Für die Verbesserung der Sprachkenntnisse sind die Vorteile eines Auslandsaufenthalts ebenfalls offenkundig. Denn das flüssige Sprechen kann vor allem in der Konversation mit anderen erlernt werden, was sich im Heimatland häufig schwierig gestaltet.
Neben erlernten interkulturellen Kompetenzen und Sprachkenntnissen wird häufig allein der Fakt, dass man einen Auslandsaufenthalt alleine auf die Beine gestellt hat, von Unternehmen positiv gewertet. Denn trotz vieler
Fördermöglichkeiten verlangt der Wunsch nach einem Aufenthalt in der Fremde viel Organisation. Die Suche nach einer Wohnung und die formellen Erledigungen erfordern Zeit und Anstrengung und müssen neben den alltäglichen Aufgaben bewältigt werden. Da der Weg ins Ausland mittlerweile in fast alle Regionen der Erde erfolgen kann, steigt der organisatorische Aufwand zumeist, je weiter entfernt sich das angestrebte Ziel vom Heimatort befindet.
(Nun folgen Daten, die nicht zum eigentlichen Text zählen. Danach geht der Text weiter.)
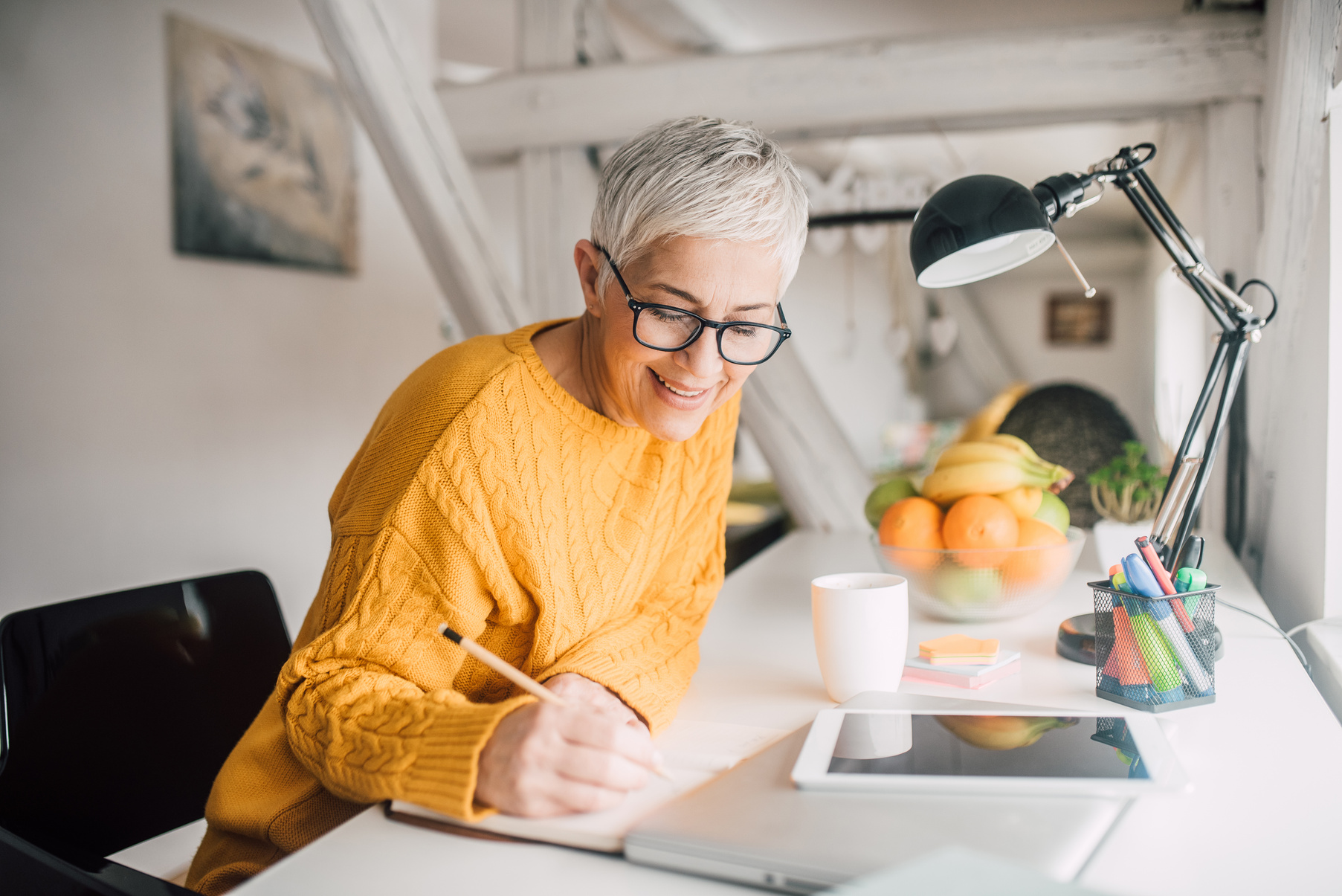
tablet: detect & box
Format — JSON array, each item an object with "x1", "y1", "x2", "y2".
[{"x1": 792, "y1": 706, "x2": 1187, "y2": 797}]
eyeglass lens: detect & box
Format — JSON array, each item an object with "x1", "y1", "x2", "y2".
[{"x1": 633, "y1": 307, "x2": 782, "y2": 364}]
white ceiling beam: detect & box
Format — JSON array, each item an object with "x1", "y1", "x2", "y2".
[
  {"x1": 439, "y1": 13, "x2": 1265, "y2": 157},
  {"x1": 305, "y1": 0, "x2": 532, "y2": 338}
]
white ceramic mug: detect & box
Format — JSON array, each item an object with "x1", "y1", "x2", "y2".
[{"x1": 810, "y1": 573, "x2": 909, "y2": 703}]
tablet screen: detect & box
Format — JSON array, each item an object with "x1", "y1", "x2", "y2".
[{"x1": 829, "y1": 712, "x2": 1149, "y2": 778}]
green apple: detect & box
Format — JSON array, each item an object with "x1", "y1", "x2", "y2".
[
  {"x1": 864, "y1": 476, "x2": 918, "y2": 529},
  {"x1": 935, "y1": 564, "x2": 1002, "y2": 606},
  {"x1": 1035, "y1": 491, "x2": 1072, "y2": 535}
]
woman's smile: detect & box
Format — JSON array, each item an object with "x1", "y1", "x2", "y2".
[{"x1": 648, "y1": 367, "x2": 714, "y2": 410}]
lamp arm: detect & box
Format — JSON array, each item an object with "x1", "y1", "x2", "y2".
[
  {"x1": 1114, "y1": 172, "x2": 1235, "y2": 332},
  {"x1": 1161, "y1": 337, "x2": 1229, "y2": 503},
  {"x1": 1162, "y1": 334, "x2": 1249, "y2": 567},
  {"x1": 1068, "y1": 144, "x2": 1275, "y2": 567}
]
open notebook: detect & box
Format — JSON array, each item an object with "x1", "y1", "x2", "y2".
[{"x1": 387, "y1": 719, "x2": 788, "y2": 853}]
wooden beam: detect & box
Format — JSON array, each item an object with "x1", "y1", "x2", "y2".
[
  {"x1": 439, "y1": 13, "x2": 1264, "y2": 157},
  {"x1": 518, "y1": 0, "x2": 619, "y2": 319},
  {"x1": 305, "y1": 0, "x2": 532, "y2": 338}
]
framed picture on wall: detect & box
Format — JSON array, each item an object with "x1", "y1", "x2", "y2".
[
  {"x1": 167, "y1": 15, "x2": 358, "y2": 274},
  {"x1": 1045, "y1": 292, "x2": 1112, "y2": 347}
]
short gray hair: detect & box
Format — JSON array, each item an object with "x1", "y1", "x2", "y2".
[{"x1": 592, "y1": 117, "x2": 808, "y2": 295}]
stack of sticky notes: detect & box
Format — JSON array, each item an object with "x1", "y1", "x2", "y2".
[
  {"x1": 918, "y1": 634, "x2": 999, "y2": 665},
  {"x1": 905, "y1": 634, "x2": 1020, "y2": 688}
]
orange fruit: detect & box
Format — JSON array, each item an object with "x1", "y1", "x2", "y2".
[
  {"x1": 941, "y1": 495, "x2": 1020, "y2": 569},
  {"x1": 1002, "y1": 519, "x2": 1067, "y2": 584},
  {"x1": 877, "y1": 496, "x2": 946, "y2": 569}
]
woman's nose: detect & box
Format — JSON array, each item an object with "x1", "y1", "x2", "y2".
[{"x1": 677, "y1": 327, "x2": 722, "y2": 380}]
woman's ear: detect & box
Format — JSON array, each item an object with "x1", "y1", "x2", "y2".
[{"x1": 573, "y1": 240, "x2": 605, "y2": 318}]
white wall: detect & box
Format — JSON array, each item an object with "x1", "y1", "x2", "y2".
[
  {"x1": 1245, "y1": 158, "x2": 1337, "y2": 628},
  {"x1": 978, "y1": 241, "x2": 1157, "y2": 455},
  {"x1": 0, "y1": 0, "x2": 443, "y2": 631}
]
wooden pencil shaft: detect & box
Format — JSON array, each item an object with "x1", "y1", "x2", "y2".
[
  {"x1": 437, "y1": 622, "x2": 674, "y2": 781},
  {"x1": 437, "y1": 622, "x2": 568, "y2": 707}
]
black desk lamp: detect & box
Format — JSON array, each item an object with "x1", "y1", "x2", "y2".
[{"x1": 907, "y1": 144, "x2": 1277, "y2": 569}]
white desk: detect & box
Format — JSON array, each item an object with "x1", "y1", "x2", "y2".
[{"x1": 233, "y1": 532, "x2": 1342, "y2": 896}]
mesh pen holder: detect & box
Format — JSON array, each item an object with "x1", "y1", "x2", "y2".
[{"x1": 1090, "y1": 581, "x2": 1220, "y2": 712}]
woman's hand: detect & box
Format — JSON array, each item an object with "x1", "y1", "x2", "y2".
[
  {"x1": 475, "y1": 674, "x2": 657, "y2": 817},
  {"x1": 545, "y1": 672, "x2": 648, "y2": 734}
]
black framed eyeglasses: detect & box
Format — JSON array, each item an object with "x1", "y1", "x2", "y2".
[{"x1": 597, "y1": 245, "x2": 792, "y2": 365}]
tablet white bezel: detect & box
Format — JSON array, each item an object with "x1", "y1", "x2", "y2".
[{"x1": 792, "y1": 706, "x2": 1190, "y2": 798}]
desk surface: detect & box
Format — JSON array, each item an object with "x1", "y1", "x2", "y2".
[{"x1": 233, "y1": 531, "x2": 1342, "y2": 896}]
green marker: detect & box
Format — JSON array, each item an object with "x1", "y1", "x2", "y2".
[
  {"x1": 1174, "y1": 566, "x2": 1207, "y2": 616},
  {"x1": 1123, "y1": 599, "x2": 1184, "y2": 703}
]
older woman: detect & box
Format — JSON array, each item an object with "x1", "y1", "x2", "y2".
[{"x1": 188, "y1": 118, "x2": 807, "y2": 893}]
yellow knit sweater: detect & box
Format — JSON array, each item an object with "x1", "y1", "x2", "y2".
[{"x1": 188, "y1": 322, "x2": 738, "y2": 893}]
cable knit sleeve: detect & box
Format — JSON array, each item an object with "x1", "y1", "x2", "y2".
[
  {"x1": 277, "y1": 529, "x2": 534, "y2": 819},
  {"x1": 543, "y1": 404, "x2": 737, "y2": 735}
]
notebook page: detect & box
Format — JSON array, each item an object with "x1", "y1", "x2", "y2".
[{"x1": 392, "y1": 721, "x2": 788, "y2": 853}]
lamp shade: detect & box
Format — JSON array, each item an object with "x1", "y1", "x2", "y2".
[{"x1": 909, "y1": 175, "x2": 1056, "y2": 290}]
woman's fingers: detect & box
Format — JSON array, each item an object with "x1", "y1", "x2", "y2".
[
  {"x1": 475, "y1": 703, "x2": 657, "y2": 816},
  {"x1": 545, "y1": 672, "x2": 639, "y2": 721},
  {"x1": 560, "y1": 711, "x2": 662, "y2": 769},
  {"x1": 554, "y1": 741, "x2": 648, "y2": 793}
]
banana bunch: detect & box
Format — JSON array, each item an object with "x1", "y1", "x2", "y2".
[{"x1": 922, "y1": 434, "x2": 1074, "y2": 504}]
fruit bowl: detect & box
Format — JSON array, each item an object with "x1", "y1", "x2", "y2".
[{"x1": 871, "y1": 526, "x2": 1085, "y2": 622}]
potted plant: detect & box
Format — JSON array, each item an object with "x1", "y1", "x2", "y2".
[{"x1": 1088, "y1": 441, "x2": 1167, "y2": 570}]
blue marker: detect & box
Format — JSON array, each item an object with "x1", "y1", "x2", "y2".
[{"x1": 1123, "y1": 554, "x2": 1165, "y2": 597}]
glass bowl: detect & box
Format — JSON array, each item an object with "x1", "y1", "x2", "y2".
[{"x1": 871, "y1": 526, "x2": 1085, "y2": 622}]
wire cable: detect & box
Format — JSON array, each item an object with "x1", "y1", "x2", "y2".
[
  {"x1": 1239, "y1": 277, "x2": 1277, "y2": 326},
  {"x1": 1216, "y1": 599, "x2": 1314, "y2": 679}
]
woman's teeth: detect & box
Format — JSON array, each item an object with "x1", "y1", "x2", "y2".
[{"x1": 654, "y1": 370, "x2": 703, "y2": 399}]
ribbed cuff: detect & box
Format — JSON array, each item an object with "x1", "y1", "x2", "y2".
[{"x1": 403, "y1": 694, "x2": 535, "y2": 821}]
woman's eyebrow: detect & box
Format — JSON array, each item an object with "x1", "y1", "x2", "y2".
[{"x1": 648, "y1": 283, "x2": 772, "y2": 318}]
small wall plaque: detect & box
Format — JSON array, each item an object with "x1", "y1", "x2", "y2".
[{"x1": 1045, "y1": 292, "x2": 1112, "y2": 347}]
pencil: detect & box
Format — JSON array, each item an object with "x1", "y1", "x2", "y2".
[{"x1": 437, "y1": 622, "x2": 672, "y2": 781}]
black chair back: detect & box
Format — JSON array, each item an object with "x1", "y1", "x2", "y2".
[{"x1": 0, "y1": 571, "x2": 290, "y2": 868}]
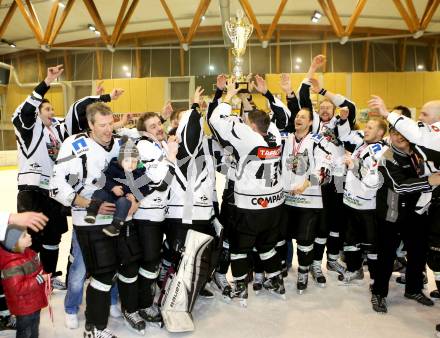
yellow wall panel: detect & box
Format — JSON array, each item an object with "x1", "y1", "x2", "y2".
[
  {"x1": 404, "y1": 73, "x2": 423, "y2": 108},
  {"x1": 147, "y1": 77, "x2": 167, "y2": 111},
  {"x1": 113, "y1": 79, "x2": 133, "y2": 113},
  {"x1": 95, "y1": 79, "x2": 115, "y2": 112},
  {"x1": 351, "y1": 73, "x2": 370, "y2": 108},
  {"x1": 370, "y1": 73, "x2": 388, "y2": 102},
  {"x1": 423, "y1": 72, "x2": 440, "y2": 103},
  {"x1": 385, "y1": 73, "x2": 406, "y2": 108},
  {"x1": 130, "y1": 78, "x2": 147, "y2": 113}
]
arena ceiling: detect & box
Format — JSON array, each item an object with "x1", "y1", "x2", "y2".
[{"x1": 0, "y1": 0, "x2": 440, "y2": 54}]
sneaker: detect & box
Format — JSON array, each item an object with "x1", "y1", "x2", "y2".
[
  {"x1": 122, "y1": 310, "x2": 145, "y2": 336},
  {"x1": 0, "y1": 315, "x2": 17, "y2": 332},
  {"x1": 110, "y1": 304, "x2": 122, "y2": 318},
  {"x1": 296, "y1": 271, "x2": 309, "y2": 295},
  {"x1": 214, "y1": 272, "x2": 232, "y2": 296},
  {"x1": 252, "y1": 272, "x2": 264, "y2": 295},
  {"x1": 84, "y1": 324, "x2": 118, "y2": 338},
  {"x1": 229, "y1": 280, "x2": 248, "y2": 307},
  {"x1": 396, "y1": 274, "x2": 406, "y2": 285},
  {"x1": 405, "y1": 291, "x2": 434, "y2": 306},
  {"x1": 102, "y1": 222, "x2": 124, "y2": 237},
  {"x1": 310, "y1": 261, "x2": 327, "y2": 288},
  {"x1": 263, "y1": 275, "x2": 286, "y2": 296},
  {"x1": 371, "y1": 294, "x2": 388, "y2": 313},
  {"x1": 199, "y1": 285, "x2": 214, "y2": 299},
  {"x1": 64, "y1": 313, "x2": 79, "y2": 330},
  {"x1": 429, "y1": 290, "x2": 440, "y2": 299},
  {"x1": 338, "y1": 268, "x2": 364, "y2": 284},
  {"x1": 138, "y1": 304, "x2": 162, "y2": 323},
  {"x1": 327, "y1": 260, "x2": 345, "y2": 275},
  {"x1": 50, "y1": 277, "x2": 67, "y2": 290}
]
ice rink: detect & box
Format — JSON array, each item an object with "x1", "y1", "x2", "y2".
[{"x1": 0, "y1": 170, "x2": 440, "y2": 338}]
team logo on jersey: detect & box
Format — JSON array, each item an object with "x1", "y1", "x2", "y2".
[
  {"x1": 257, "y1": 147, "x2": 281, "y2": 160},
  {"x1": 251, "y1": 192, "x2": 284, "y2": 208},
  {"x1": 72, "y1": 137, "x2": 89, "y2": 155}
]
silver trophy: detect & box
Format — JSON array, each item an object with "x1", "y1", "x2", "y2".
[{"x1": 225, "y1": 9, "x2": 254, "y2": 92}]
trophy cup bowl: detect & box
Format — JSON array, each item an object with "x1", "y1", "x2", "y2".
[{"x1": 225, "y1": 10, "x2": 254, "y2": 93}]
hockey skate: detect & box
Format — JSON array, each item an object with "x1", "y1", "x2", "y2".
[
  {"x1": 252, "y1": 272, "x2": 264, "y2": 295},
  {"x1": 84, "y1": 200, "x2": 104, "y2": 224},
  {"x1": 214, "y1": 272, "x2": 232, "y2": 302},
  {"x1": 310, "y1": 261, "x2": 327, "y2": 288},
  {"x1": 263, "y1": 274, "x2": 286, "y2": 300},
  {"x1": 138, "y1": 304, "x2": 163, "y2": 327},
  {"x1": 327, "y1": 259, "x2": 345, "y2": 275},
  {"x1": 84, "y1": 324, "x2": 118, "y2": 338},
  {"x1": 102, "y1": 219, "x2": 124, "y2": 237},
  {"x1": 122, "y1": 310, "x2": 145, "y2": 336},
  {"x1": 229, "y1": 280, "x2": 248, "y2": 308},
  {"x1": 296, "y1": 271, "x2": 309, "y2": 295},
  {"x1": 371, "y1": 294, "x2": 388, "y2": 314},
  {"x1": 338, "y1": 267, "x2": 364, "y2": 285}
]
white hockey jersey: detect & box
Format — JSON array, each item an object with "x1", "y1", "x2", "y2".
[
  {"x1": 12, "y1": 81, "x2": 68, "y2": 190},
  {"x1": 133, "y1": 136, "x2": 175, "y2": 222},
  {"x1": 282, "y1": 133, "x2": 334, "y2": 209},
  {"x1": 166, "y1": 105, "x2": 215, "y2": 224},
  {"x1": 339, "y1": 123, "x2": 389, "y2": 210},
  {"x1": 50, "y1": 133, "x2": 120, "y2": 226},
  {"x1": 210, "y1": 103, "x2": 284, "y2": 210}
]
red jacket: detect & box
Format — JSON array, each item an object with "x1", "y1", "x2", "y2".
[{"x1": 0, "y1": 246, "x2": 47, "y2": 316}]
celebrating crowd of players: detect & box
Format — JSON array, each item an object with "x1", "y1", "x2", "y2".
[{"x1": 0, "y1": 55, "x2": 440, "y2": 338}]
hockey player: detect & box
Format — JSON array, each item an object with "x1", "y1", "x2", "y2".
[
  {"x1": 12, "y1": 65, "x2": 67, "y2": 290},
  {"x1": 338, "y1": 118, "x2": 388, "y2": 284},
  {"x1": 133, "y1": 112, "x2": 177, "y2": 323},
  {"x1": 299, "y1": 55, "x2": 356, "y2": 281},
  {"x1": 371, "y1": 127, "x2": 440, "y2": 313},
  {"x1": 368, "y1": 96, "x2": 440, "y2": 336},
  {"x1": 50, "y1": 102, "x2": 145, "y2": 338},
  {"x1": 209, "y1": 80, "x2": 285, "y2": 305},
  {"x1": 282, "y1": 108, "x2": 331, "y2": 294}
]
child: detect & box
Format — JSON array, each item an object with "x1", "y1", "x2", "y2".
[
  {"x1": 84, "y1": 136, "x2": 149, "y2": 237},
  {"x1": 0, "y1": 225, "x2": 50, "y2": 338}
]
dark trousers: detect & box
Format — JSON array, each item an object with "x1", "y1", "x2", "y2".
[
  {"x1": 373, "y1": 214, "x2": 428, "y2": 297},
  {"x1": 92, "y1": 189, "x2": 131, "y2": 221},
  {"x1": 15, "y1": 310, "x2": 41, "y2": 338}
]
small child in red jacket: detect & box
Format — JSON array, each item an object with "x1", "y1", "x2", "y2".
[{"x1": 0, "y1": 225, "x2": 50, "y2": 338}]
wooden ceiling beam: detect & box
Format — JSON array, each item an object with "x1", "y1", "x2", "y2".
[
  {"x1": 239, "y1": 0, "x2": 264, "y2": 42},
  {"x1": 83, "y1": 0, "x2": 110, "y2": 45},
  {"x1": 43, "y1": 0, "x2": 60, "y2": 45},
  {"x1": 393, "y1": 0, "x2": 416, "y2": 33},
  {"x1": 185, "y1": 0, "x2": 211, "y2": 44},
  {"x1": 405, "y1": 0, "x2": 420, "y2": 30},
  {"x1": 111, "y1": 0, "x2": 130, "y2": 45},
  {"x1": 112, "y1": 0, "x2": 139, "y2": 46},
  {"x1": 160, "y1": 0, "x2": 185, "y2": 44},
  {"x1": 318, "y1": 0, "x2": 342, "y2": 37},
  {"x1": 344, "y1": 0, "x2": 367, "y2": 36},
  {"x1": 47, "y1": 0, "x2": 75, "y2": 46},
  {"x1": 0, "y1": 2, "x2": 17, "y2": 38},
  {"x1": 264, "y1": 0, "x2": 287, "y2": 41},
  {"x1": 420, "y1": 0, "x2": 440, "y2": 30},
  {"x1": 15, "y1": 0, "x2": 43, "y2": 45}
]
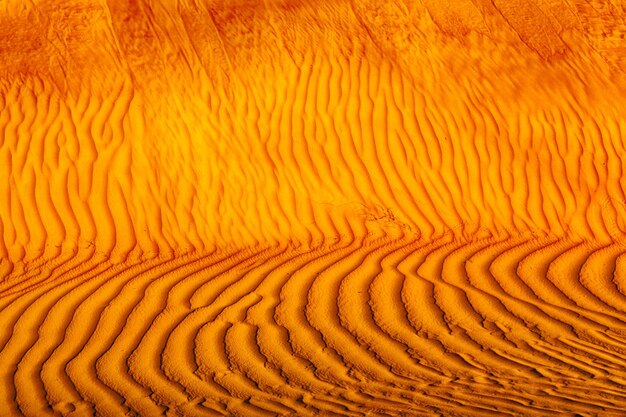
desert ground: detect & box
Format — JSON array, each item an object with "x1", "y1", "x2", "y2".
[{"x1": 0, "y1": 0, "x2": 626, "y2": 417}]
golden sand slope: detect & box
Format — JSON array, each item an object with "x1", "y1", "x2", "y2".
[{"x1": 0, "y1": 0, "x2": 626, "y2": 417}]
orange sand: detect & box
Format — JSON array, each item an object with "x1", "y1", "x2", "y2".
[{"x1": 0, "y1": 0, "x2": 626, "y2": 417}]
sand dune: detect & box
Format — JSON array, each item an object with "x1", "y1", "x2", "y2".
[{"x1": 0, "y1": 0, "x2": 626, "y2": 417}]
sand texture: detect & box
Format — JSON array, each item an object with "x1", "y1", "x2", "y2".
[{"x1": 0, "y1": 0, "x2": 626, "y2": 417}]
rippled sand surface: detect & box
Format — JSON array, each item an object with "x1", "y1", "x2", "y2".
[{"x1": 0, "y1": 0, "x2": 626, "y2": 417}]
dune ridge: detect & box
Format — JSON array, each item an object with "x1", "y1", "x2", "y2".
[
  {"x1": 0, "y1": 236, "x2": 626, "y2": 416},
  {"x1": 0, "y1": 0, "x2": 626, "y2": 417}
]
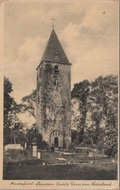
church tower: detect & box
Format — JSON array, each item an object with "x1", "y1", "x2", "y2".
[{"x1": 36, "y1": 28, "x2": 71, "y2": 148}]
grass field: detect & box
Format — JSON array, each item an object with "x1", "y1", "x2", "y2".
[{"x1": 3, "y1": 152, "x2": 117, "y2": 180}]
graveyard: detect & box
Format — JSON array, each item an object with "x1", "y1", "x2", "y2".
[{"x1": 3, "y1": 147, "x2": 117, "y2": 180}]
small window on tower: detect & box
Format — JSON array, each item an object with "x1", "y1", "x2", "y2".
[
  {"x1": 54, "y1": 65, "x2": 59, "y2": 85},
  {"x1": 54, "y1": 65, "x2": 59, "y2": 75}
]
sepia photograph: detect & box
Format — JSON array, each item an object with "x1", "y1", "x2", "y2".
[{"x1": 0, "y1": 0, "x2": 119, "y2": 190}]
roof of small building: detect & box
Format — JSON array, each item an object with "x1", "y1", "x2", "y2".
[{"x1": 37, "y1": 28, "x2": 71, "y2": 68}]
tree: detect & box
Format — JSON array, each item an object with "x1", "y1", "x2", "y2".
[
  {"x1": 4, "y1": 77, "x2": 23, "y2": 144},
  {"x1": 71, "y1": 80, "x2": 90, "y2": 143}
]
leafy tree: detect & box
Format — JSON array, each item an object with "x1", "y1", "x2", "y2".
[
  {"x1": 4, "y1": 77, "x2": 23, "y2": 144},
  {"x1": 71, "y1": 80, "x2": 90, "y2": 143}
]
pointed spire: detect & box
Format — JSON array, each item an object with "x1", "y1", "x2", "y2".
[{"x1": 41, "y1": 28, "x2": 70, "y2": 65}]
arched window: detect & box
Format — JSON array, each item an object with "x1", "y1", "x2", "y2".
[
  {"x1": 54, "y1": 65, "x2": 59, "y2": 85},
  {"x1": 54, "y1": 65, "x2": 59, "y2": 75}
]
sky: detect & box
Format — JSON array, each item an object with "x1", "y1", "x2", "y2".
[{"x1": 2, "y1": 0, "x2": 118, "y2": 102}]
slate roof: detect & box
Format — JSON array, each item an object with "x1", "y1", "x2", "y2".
[{"x1": 37, "y1": 29, "x2": 71, "y2": 65}]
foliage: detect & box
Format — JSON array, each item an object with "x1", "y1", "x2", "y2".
[
  {"x1": 4, "y1": 77, "x2": 24, "y2": 144},
  {"x1": 71, "y1": 80, "x2": 90, "y2": 143},
  {"x1": 71, "y1": 75, "x2": 118, "y2": 156}
]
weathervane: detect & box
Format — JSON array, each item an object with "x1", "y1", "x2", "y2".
[{"x1": 51, "y1": 17, "x2": 56, "y2": 28}]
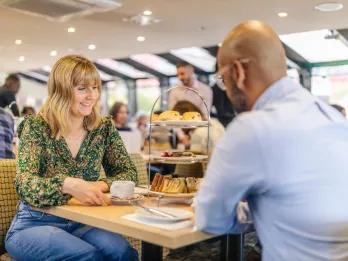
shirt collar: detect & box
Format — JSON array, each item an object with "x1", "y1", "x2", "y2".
[{"x1": 252, "y1": 76, "x2": 301, "y2": 110}]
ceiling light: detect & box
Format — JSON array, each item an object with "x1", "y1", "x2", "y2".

Die potenziellen späteren Berufsfelder spielen bei der Frage, wie sinnvoll eine Auslandserfahrung ist, eine entscheidende Rolle. Vor allem bei einem Praktikum ist entscheidend, ob dieses für die Karriere in dem angestrebten Tätigkeitsbereich förderlich ist.
Nach der Meinung von Corinna Hucke vom Career Center der Universität Hohenheim in Süddeutschland kommen vor allem Wirtschaftswissenschaftler und Politikwissenschaftler nicht mehr ohne Auslandseinsatz aus, da die Unternehmen und Organisationen, in denen Studierende der beiden Fächer später arbeiten, fast immer international agieren.
Auf keinen Fall sollte ein Auslandsaufenthalt
nur Selbstzweck sein, darin sind sich Karriereportale und Personalverantwortliche einig. Wer nicht der Meinung ist, dass ihm ein Auslandsaufenthalt für die persönliche Entwicklung etwas nützt, der sollte sich im Inland nach Möglichkeiten umschauen, seine berufliche Qualifikation zu verbessern.